Four men have been found guilty of manslaughter over the sinking of a packed passenger ferry in Tonga - one of the South Pacific nation's worst disasters, it has been reported.
The captain and first mate of the Princess Ashika, the former chief of the company that operated the ship, and the department head that signed a seaworthiness order for the vessel were found guilty of manslaughter by negligence by a supreme court jury, the Matangi Tonga news website said.
They face a maximum penalty of 10 years in prison.
Justice Robert Schuster ordered the men to be held in police custody until sentencing on Monday.
The August 5 2009 sinking of the Princess Ashika with 74 passengers aboard shocked Tonga, a genteel South Pacific nation of more than 175 islands that relies heavily on ferries to transport people and goods between atolls.
The ship went down in stormy seas late at night, as most of the passengers slept below decks. Only two bodies were recovered.
An extensive inquiry concluded the ship was unseaworthy and should not have been in service, triggering a scandal in the country over who authorised the purchase of the vessel.

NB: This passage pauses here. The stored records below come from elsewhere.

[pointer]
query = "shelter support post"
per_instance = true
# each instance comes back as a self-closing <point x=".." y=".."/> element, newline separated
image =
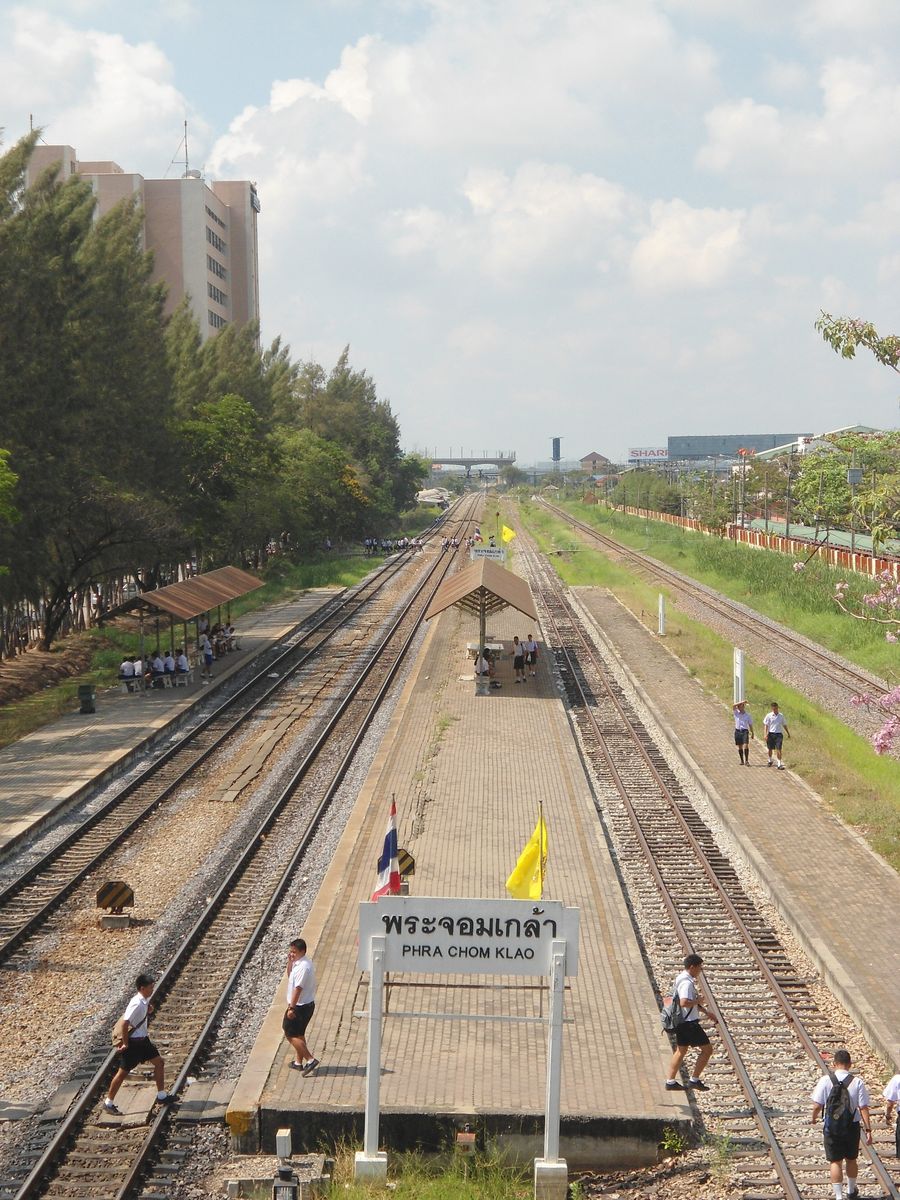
<point x="483" y="683"/>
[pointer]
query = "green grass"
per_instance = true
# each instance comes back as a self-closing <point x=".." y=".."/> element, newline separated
<point x="442" y="1177"/>
<point x="839" y="765"/>
<point x="762" y="580"/>
<point x="109" y="645"/>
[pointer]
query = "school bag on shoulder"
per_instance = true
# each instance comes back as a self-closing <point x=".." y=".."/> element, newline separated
<point x="839" y="1108"/>
<point x="671" y="1014"/>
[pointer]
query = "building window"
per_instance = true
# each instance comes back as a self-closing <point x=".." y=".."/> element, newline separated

Those convicted were John Jonesse, a New Zealander and former managing director of the Shipping Corporation of Polynesia that operated the ferry; its captain Makahokovalu Tuputupu and first mate Semisi Pomale; and the acting director of the government Marine and Ports Department, Viliami Tu'ipulotu.
They were charged with the manslaughter of Vae Fetu'u Taufa, a 21-year-old mother whose body was one of the two recovered after the disaster in deep waters off the main island of Tongatapu.
The shipping company also faced a range of charges relating to responsibility for the seaworthiness of the ferry, and was found guilty by the same jury.